ECLI:NL:RBMNE:2024:3931
Rechtbank Midden-Nederland
- Eerste aanleg - enkelvoudig
- Rechtspraak.nl
Besluit op bezwaar herzien en proceskostenveroordeling in bestuursrechtelijke zaak
In deze uitspraak van de Rechtbank Midden-Nederland, gedateerd 30 april 2024, wordt het verzoek van de Minister van Binnenlandse Zaken en Koninkrijksrelaties om een proceskostenveroordeling tegen het UWV beoordeeld. De Minister had eerder beroep ingesteld tegen een besluit van het UWV van 27 juli 2023, maar trok dit beroep in op 19 februari 2024, nadat het UWV op 15 januari 2024 het bestreden besluit had vervangen door een gewijzigde beslissing op bezwaar. De rechtbank heeft het UWV in de gelegenheid gesteld om te reageren op het verzoek om proceskostenveroordeling, maar het UWV heeft hierop niet gereageerd.

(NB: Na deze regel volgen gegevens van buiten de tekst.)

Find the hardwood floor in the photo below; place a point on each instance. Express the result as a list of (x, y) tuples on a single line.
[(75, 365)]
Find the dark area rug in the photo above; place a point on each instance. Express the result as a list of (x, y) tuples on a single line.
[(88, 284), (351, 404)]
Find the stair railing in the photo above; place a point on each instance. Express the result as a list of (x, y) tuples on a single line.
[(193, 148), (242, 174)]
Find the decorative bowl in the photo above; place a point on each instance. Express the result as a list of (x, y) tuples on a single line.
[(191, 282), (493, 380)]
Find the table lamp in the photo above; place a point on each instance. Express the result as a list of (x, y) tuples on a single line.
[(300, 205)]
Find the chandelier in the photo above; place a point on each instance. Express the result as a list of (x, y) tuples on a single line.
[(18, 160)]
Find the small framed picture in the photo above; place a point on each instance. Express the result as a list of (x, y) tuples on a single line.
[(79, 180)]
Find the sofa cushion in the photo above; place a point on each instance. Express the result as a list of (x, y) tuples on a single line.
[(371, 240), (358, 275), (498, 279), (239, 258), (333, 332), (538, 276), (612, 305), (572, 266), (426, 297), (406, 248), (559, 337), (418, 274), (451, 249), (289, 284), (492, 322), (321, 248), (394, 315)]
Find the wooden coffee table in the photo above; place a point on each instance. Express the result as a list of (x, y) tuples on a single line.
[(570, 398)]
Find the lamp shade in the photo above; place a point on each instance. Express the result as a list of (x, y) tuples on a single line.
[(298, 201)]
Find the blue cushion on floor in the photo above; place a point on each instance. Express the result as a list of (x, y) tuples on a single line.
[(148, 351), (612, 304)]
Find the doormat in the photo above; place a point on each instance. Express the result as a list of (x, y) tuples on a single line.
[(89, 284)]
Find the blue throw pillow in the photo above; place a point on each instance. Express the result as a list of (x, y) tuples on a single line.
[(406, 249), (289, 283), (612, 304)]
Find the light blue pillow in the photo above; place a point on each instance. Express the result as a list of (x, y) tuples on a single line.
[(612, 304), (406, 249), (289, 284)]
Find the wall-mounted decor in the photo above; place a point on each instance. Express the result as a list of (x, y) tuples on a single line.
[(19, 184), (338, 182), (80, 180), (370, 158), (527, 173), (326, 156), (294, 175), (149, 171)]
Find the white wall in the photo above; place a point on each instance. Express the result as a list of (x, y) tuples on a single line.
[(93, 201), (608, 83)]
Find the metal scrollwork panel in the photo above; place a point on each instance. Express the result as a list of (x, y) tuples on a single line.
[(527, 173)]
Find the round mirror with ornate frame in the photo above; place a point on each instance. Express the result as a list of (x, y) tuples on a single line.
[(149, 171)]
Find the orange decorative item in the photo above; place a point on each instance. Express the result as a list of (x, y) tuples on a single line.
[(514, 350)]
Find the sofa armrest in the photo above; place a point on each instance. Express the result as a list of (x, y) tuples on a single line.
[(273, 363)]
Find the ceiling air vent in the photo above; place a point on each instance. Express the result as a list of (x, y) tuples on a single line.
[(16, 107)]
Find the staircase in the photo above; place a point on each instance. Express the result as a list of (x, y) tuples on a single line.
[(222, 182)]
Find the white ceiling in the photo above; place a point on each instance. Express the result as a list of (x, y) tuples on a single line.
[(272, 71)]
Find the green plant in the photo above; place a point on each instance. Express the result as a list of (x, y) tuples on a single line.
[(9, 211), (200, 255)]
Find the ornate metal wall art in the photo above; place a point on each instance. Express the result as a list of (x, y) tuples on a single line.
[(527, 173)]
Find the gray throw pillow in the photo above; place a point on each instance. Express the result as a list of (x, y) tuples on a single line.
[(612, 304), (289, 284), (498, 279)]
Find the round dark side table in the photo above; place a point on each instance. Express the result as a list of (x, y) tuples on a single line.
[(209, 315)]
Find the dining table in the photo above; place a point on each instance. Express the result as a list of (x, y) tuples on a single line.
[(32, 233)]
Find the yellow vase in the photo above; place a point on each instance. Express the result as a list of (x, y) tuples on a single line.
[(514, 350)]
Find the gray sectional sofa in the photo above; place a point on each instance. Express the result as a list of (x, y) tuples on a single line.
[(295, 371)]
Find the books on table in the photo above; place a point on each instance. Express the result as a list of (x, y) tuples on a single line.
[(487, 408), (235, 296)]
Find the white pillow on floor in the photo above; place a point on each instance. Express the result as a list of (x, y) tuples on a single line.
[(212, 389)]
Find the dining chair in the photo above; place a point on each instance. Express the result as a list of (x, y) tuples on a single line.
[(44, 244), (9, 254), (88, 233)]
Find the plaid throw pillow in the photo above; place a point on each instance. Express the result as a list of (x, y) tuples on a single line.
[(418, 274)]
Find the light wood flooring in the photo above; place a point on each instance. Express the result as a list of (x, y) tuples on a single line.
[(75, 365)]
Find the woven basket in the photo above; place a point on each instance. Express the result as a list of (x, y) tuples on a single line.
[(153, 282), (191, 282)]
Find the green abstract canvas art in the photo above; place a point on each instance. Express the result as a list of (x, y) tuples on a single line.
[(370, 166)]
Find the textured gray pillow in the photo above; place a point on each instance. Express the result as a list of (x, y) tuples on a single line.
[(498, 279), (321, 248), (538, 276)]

De rechtbank oordeelt dat het UWV tegemoet is gekomen aan de verzoeker door het bezwaar alsnog gegrond te verklaren. Hierdoor is het verzoek om proceskostenveroordeling kennelijk gegrond. De rechtbank kent een vergoeding van € 875,- toe aan de verzoeker, omdat de gemachtigde van de verzoeker een beroepschrift heeft ingediend. Daarnaast is het UWV verplicht om het door de verzoeker betaalde griffierecht van € 365,- te vergoeden. De uitspraak is openbaar uitgesproken en een afschrift is verzonden aan de betrokken partijen. Partijen hebben de mogelijkheid om binnen zes weken een verzetschrift in te dienen als zij het niet eens zijn met de uitspraak.